国民的人気のある行政刷新担当相、蓮舫は代表選中、1年生議員に高圧的に菅支持を迫った。
「菅さんを支持しなかったら、今後は私の写真をポスターに使わせませんから!」
ただ、党内バランスを考えると「適材適所」の人材登用は困難となる。菅陣営幹部は「小沢系はキン肉マンみたいなやつらばかりだから、登用したくても人材がいない」と本音を漏らした。
もともと今回の代表選に大義はなく、ただの権力闘争だった。小沢が代表選出馬を表明する3日前の8月23日、小沢の盟友である参院議長、西岡武夫は記者会見を開き、こんな提言を発表している。

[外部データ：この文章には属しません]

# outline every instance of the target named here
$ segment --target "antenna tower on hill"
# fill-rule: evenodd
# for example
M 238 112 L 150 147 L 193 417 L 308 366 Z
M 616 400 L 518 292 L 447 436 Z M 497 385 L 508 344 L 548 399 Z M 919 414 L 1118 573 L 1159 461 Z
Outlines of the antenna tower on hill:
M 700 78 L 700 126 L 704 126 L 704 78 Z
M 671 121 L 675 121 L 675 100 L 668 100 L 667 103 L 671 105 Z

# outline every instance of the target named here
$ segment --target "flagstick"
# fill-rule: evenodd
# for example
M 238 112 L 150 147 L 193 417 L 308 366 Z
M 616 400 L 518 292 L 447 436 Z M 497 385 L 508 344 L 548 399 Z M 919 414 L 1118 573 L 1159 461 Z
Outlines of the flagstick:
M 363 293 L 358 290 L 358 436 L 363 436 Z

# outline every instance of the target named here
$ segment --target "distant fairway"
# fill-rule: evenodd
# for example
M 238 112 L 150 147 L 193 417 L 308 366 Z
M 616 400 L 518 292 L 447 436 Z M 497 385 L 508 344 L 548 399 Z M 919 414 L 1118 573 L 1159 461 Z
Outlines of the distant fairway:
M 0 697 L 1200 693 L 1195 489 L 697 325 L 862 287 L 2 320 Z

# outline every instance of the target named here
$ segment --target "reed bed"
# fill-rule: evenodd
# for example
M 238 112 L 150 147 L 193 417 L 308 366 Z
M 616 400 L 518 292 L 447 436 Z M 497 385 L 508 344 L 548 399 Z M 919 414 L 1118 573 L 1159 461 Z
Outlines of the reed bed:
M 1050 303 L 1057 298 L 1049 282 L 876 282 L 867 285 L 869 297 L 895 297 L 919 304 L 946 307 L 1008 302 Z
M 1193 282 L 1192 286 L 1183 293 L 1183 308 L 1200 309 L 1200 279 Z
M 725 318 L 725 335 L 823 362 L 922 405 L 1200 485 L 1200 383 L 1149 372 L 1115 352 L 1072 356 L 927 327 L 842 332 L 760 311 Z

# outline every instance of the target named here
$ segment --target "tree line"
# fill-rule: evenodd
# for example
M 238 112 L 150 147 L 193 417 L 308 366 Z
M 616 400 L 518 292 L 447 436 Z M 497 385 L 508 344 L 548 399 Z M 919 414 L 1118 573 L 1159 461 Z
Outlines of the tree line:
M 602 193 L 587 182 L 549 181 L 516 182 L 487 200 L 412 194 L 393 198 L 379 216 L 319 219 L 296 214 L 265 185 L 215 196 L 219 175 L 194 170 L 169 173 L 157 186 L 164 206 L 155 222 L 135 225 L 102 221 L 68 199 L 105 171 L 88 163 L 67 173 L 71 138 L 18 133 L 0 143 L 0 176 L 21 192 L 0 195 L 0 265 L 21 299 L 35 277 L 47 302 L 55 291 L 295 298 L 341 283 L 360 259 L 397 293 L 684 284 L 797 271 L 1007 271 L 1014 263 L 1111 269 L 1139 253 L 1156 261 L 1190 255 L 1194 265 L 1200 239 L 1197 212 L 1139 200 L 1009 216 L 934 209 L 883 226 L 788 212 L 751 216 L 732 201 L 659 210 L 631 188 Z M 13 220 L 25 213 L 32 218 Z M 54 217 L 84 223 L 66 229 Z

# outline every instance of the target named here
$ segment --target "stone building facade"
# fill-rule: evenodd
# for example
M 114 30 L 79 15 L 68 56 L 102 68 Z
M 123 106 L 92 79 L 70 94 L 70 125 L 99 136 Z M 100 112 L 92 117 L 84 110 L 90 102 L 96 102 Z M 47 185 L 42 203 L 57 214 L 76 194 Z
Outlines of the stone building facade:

「首相が続投を表明すれば、対抗する代表選の候補者は相当の覚悟が必要だ。現首相を蹴落(けお)とそうとするのだから、敗れた場合の立場は、惨めなものでなければ理屈に合わない。党を去ることも選択肢に入る」
この発言は、小沢を踏みとどまらせる趣旨ではなく、むしろ「覚悟を持って臨め」と励ます意図だった。小沢の覚悟の真贋(しんがん)は、これから問われる。(敬称略)
2010年9月16日(木)08:00
(産経新聞)
【新・民主党解剖】第9部 癒えぬ傷跡(中)
◆一夜明けて
民主党前幹事長、小沢一郎を破った代表選から一夜明けた15日午前。首相の菅直人は首相官邸前で、朝の所感を求める記者の慌てた口調に苦笑した。
「緊張しているのかな?」
とはいえ、政権の死命を左右する党役員・閣僚人事を控え、緊張を覚えていたのは菅も同じだったはずだ。菅はこの日、めまぐるしく動いた。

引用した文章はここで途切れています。